Trachtenberg, whose credits include documentaries on Gene Kelly, Cary Grant and George Cukor for American Masters, spent four months interviewing Brooks on a Hollywood soundstage. The interviews with Brooks show a man completely at ease with answering any question asked of him, even difficult ones about his commercial failures, most notably his later films like “Dracula: Dead and Loving It” and “Life Stinks.

“I thought it was important that he talk about films that didn’t work. I didn’t want to have an academic or a film critic critique his work,” Trachtenberg explains. “He’s smart enough and self-aware enough that he is capable of being analytical about them himself.”

Discounting those occasional flops, longtime Philadelphia Inquirer movie critic Carrie Rickey counts herself as a fan of Brooks’ work.
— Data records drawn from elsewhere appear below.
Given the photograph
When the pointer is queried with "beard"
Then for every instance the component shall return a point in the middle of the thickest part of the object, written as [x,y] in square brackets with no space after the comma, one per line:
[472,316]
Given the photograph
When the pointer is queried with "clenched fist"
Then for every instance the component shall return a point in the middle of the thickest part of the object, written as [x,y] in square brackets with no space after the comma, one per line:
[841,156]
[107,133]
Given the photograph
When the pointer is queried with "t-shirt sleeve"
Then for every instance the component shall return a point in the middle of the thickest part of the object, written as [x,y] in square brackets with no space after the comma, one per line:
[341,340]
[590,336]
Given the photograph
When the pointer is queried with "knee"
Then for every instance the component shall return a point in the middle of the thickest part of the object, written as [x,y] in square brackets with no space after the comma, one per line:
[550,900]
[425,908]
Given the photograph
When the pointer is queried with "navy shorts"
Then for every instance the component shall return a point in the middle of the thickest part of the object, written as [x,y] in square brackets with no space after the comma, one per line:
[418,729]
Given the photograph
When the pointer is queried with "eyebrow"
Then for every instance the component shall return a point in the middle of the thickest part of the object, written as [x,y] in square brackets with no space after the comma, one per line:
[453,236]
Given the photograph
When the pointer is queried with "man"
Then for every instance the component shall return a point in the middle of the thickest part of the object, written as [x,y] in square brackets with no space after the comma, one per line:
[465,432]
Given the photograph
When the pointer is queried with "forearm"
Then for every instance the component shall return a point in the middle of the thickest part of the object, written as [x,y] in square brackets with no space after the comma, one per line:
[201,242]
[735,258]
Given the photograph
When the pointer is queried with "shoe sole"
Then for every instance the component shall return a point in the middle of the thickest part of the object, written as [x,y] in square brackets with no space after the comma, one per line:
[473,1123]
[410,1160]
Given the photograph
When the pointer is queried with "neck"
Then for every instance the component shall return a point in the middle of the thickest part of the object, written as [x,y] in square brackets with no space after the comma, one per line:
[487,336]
In an email interview, Rickey brings to light what she feels makes Brooks not just a great comedian, but a great filmmaker, something that can be missed amid the laughter.

“What’s easy to overlook about Brooks is that, genre by genre, he parsed the movie language and demystified the conventions of Westerns, musicals, horror films and Hitchcock flicks,” she says. “I enjoy his movies on two levels: as parody and as movie criticism.”

When you’re receiving retrospective accolades from movie critics, there is no doubt that, as Brooks so succinctly put it in “History of the World Part I,” it’s good to be the king.